4. Two stupendously useless coppers: a casually racist, casually homophobic licenced thug ("You know the reputation we have for police brutality?" he asks a suspect before punching him in the face; "It's a good reputation to have"), and his comic relief sidekick who indulges in a little stakeout voyeurism and completely misses a murder committed slap bang in front of him because he's too busy tucking into a sandwich.
5. A series of fetishistically depicted murders including stabbing, drowning and scalding to death.
6. A beleaguered victim-in-waiting, failed by the police, who resorts to amateur sleuthing in an attempt to unmask the killer.
7. Vertiginous camera angles including the obligatory staircase shot. (I don't know what it was with giallo directors and staircases, but they're as omnipresent in these kind of films as bottles of J&B.)
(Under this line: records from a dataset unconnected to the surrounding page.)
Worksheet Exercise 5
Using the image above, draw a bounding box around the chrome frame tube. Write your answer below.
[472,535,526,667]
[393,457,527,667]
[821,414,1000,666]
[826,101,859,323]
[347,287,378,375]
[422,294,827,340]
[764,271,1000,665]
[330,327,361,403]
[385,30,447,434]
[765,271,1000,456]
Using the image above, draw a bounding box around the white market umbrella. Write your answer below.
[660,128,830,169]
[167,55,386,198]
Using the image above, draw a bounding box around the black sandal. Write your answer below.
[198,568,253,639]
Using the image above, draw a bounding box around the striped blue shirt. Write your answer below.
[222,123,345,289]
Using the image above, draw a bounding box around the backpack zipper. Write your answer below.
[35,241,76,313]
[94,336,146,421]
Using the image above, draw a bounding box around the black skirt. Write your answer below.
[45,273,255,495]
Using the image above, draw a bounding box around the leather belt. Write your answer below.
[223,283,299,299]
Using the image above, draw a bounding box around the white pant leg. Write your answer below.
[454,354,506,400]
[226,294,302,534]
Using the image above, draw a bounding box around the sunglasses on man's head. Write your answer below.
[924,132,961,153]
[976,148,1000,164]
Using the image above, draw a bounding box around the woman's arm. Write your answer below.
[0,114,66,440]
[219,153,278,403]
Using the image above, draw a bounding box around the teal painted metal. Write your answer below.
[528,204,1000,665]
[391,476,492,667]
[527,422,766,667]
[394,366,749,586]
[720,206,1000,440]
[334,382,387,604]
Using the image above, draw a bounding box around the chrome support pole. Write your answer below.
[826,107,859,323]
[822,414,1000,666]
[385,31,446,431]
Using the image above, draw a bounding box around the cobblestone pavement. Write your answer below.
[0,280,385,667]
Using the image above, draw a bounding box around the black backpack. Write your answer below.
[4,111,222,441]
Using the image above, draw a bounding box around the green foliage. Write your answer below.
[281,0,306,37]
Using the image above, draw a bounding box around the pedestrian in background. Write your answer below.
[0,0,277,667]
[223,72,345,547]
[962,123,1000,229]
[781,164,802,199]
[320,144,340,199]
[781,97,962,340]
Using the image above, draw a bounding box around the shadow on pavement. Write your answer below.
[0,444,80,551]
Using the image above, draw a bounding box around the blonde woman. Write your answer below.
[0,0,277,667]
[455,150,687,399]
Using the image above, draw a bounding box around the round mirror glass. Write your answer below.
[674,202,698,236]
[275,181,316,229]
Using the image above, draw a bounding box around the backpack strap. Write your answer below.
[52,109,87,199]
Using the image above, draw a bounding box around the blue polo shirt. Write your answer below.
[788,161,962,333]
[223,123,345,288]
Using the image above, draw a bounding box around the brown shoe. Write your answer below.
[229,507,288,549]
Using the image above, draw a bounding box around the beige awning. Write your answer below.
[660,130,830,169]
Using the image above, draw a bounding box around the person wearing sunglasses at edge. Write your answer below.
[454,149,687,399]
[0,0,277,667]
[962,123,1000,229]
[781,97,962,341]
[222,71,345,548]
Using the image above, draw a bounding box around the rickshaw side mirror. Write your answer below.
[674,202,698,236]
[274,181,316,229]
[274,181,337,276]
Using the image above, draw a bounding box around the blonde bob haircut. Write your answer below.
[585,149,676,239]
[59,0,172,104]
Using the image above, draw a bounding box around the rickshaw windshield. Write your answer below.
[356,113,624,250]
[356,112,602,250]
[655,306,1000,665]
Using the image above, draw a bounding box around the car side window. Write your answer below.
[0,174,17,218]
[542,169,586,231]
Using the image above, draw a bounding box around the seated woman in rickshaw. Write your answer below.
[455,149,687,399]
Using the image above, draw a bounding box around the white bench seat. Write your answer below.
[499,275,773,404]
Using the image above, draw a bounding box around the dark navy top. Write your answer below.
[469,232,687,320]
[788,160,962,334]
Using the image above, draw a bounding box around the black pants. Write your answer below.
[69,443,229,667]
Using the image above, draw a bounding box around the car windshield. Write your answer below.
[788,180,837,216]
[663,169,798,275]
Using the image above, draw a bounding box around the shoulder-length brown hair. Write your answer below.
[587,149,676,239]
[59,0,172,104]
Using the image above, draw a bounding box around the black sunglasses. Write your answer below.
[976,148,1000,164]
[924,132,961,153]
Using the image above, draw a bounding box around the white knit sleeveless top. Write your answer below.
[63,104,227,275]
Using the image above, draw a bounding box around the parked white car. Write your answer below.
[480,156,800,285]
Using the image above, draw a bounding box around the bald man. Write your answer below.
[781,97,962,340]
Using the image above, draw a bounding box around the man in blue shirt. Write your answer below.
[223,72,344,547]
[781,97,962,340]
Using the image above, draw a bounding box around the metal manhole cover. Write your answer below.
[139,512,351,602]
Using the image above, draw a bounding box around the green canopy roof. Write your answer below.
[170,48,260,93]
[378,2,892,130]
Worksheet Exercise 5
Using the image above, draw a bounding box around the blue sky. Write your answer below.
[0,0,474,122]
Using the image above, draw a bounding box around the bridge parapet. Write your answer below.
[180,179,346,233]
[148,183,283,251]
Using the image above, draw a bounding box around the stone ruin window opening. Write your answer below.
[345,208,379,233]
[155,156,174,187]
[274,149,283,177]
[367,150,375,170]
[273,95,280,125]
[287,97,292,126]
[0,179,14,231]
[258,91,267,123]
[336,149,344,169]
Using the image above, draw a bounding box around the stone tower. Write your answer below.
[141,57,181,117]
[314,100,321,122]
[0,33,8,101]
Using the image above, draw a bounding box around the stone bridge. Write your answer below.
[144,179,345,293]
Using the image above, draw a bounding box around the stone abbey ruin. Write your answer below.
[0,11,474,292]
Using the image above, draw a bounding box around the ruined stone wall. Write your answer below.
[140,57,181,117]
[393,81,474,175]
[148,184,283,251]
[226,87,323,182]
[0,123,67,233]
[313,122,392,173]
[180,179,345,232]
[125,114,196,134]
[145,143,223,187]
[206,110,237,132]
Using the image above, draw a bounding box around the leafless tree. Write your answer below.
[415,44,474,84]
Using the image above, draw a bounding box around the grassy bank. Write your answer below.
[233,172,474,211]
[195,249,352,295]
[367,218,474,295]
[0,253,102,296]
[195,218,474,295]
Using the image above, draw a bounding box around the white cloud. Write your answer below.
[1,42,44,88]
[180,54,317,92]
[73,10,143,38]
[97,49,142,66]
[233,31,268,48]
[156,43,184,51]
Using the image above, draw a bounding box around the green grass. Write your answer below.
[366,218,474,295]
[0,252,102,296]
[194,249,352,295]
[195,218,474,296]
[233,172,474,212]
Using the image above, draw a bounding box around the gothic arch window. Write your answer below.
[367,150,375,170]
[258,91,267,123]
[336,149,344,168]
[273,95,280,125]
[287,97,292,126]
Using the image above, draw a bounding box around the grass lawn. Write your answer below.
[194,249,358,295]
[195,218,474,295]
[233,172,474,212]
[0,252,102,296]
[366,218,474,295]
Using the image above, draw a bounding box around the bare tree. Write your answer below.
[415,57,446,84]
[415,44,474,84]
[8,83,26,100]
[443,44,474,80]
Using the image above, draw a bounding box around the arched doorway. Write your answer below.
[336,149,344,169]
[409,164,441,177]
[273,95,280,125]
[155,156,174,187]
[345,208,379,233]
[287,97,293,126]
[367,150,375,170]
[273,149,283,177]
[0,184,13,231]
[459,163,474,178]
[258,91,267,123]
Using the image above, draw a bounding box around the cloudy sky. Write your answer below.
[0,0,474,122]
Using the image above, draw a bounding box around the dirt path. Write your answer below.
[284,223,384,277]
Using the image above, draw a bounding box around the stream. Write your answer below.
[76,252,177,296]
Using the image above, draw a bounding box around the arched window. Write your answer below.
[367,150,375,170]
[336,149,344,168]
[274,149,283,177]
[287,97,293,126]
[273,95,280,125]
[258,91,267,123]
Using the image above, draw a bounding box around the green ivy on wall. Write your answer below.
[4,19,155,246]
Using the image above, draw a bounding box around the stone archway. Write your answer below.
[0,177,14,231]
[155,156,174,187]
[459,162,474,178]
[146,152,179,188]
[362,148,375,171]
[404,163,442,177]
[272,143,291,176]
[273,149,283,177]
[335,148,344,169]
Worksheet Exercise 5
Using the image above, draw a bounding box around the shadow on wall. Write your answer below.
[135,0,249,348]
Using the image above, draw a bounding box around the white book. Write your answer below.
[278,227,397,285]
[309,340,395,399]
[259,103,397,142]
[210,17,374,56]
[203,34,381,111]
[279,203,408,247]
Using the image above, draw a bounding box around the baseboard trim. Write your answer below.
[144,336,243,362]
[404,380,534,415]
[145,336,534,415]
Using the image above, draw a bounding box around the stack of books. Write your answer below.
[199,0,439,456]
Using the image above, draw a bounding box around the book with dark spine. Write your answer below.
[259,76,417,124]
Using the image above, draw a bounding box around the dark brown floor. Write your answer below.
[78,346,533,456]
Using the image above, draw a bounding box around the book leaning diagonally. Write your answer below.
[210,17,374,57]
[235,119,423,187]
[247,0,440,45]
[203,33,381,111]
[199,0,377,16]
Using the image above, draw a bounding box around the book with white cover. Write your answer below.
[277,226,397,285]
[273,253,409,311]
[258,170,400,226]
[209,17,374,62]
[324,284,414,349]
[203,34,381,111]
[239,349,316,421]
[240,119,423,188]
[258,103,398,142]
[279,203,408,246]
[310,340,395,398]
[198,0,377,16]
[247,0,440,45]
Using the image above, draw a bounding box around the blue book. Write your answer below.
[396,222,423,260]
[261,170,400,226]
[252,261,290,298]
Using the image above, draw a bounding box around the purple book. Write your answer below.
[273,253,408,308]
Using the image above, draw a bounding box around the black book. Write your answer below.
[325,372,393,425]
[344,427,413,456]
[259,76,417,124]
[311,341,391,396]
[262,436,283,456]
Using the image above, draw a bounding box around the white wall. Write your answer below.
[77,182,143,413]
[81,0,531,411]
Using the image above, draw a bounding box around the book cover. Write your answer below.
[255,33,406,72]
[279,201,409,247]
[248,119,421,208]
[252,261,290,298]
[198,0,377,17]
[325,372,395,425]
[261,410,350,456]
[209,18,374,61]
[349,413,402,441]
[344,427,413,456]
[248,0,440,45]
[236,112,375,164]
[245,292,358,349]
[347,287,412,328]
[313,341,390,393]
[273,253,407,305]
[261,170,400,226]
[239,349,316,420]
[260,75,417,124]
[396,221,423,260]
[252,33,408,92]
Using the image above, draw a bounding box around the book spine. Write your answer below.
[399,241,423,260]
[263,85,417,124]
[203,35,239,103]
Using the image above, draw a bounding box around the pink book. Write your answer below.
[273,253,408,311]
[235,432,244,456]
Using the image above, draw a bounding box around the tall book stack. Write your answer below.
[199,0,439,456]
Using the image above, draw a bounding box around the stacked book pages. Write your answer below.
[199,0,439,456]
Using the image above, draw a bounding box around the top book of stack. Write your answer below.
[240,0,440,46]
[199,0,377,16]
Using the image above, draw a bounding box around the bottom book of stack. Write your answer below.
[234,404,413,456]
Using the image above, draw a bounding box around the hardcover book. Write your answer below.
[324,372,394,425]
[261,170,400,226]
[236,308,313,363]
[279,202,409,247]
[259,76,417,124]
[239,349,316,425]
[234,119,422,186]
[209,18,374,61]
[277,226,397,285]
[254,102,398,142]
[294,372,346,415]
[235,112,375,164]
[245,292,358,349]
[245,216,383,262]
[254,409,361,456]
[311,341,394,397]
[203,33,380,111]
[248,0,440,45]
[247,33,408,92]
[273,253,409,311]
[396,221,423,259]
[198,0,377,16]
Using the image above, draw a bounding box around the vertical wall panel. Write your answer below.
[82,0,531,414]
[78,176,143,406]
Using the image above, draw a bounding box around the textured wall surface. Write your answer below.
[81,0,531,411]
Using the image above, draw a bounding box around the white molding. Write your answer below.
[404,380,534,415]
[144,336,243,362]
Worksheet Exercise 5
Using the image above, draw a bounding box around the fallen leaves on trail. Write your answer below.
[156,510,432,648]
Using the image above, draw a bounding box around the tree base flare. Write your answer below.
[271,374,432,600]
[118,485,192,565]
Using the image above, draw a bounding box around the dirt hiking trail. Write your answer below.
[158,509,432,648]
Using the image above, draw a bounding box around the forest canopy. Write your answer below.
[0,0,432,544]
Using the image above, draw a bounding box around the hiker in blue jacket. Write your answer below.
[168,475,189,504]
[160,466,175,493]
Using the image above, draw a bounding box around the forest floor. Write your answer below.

8. Speaking of which, I can't actually swear to the stuff putting in an appearance in 'The Case of the Bloody Iris'; whenever Edwige Fenech was on screen, I wasn't exactly scrutinising the background.
9. A psychedelic tinge to the camerawork, set design and randomly incorporated flashback sequences.
10. A denouement in which the killer's motivation is as arbitrary as their identity.
11. Edwige Fenech looking gorgeous. I may have mentioned this already.
'The Case of the Bloody Iris' opens with a woman (possibly a hooker) making a call from a phone box. She's summoned to a swanky apartment block. Taking the elevator to one of the uppermost floors, she's stabbed with a scalpel and left for dead. Mizar (Carla Brait) - an Amazonian type who makes a living from a sub-dom style nightclub act - discovers the body. Not unsurprisingly, she's the next to die. It's into her now vacant apartment that our heroine Jennifer (Fenech) moves, along with her flibbertigibbet room-mate Marilyn (Paola Quattrini).
Jennifer is trying to make a new life for herself having run away from her husband (Ben Carra), a member of a cult whose initiation ritual seems to consist of all and sundry getting it on with Jennifer. The trauma of his intermittent reappearances, where he variously tries to drug her and rape her, is exacerbated by the tendency of Jennifer's neighbours to either turn up dead or give off the kind of menacing vibes that lead her to suspect the killer is just a few doors away.
'The Case of the Bloody Iris' holds no surprises, but provides an entertaining 90 minutes. Carnimeo - better known as a director of spaghetti westerns - stages the set-pieces proficiently. The murder which our sandwich scarfing policeman fails to notice is particularly memorable, Carmineo interweaving POV shots and effectively exploiting the bustle of a busy street, most passers-by not even realising what's happened even as the victim stumbles forward, clutching their stomach, blood gouting from between their fingers. Elsewhere, a scrapyard and a boiler room provide appropriately shadowy backdrops for scenes of suspense.
The performances are generally utilitarian and not helped, at least in the Vipco DVD I watched, by some shoddy dubbing. Paola Quattrini in particular is overdubbed by someone who sounds like they'd ingested a large amount of helium prior to the recording session. The cinematography is decent, but never shoots for the baroque brilliance of Bava or Argento. The murders are bloody and often brutal, but more shocking is the script's unreconstructed racial and sexist epithets.
'The Case of the Bloody Iris' is, at best, a good giallo starter kit, offering viewers new to the genre a comprehensive grounding in what to expect, as well as introducing them to the charms of Ms Fenech; the pleasure will be in discovering just how many better gialli there are - and how many of them feature the lady herself.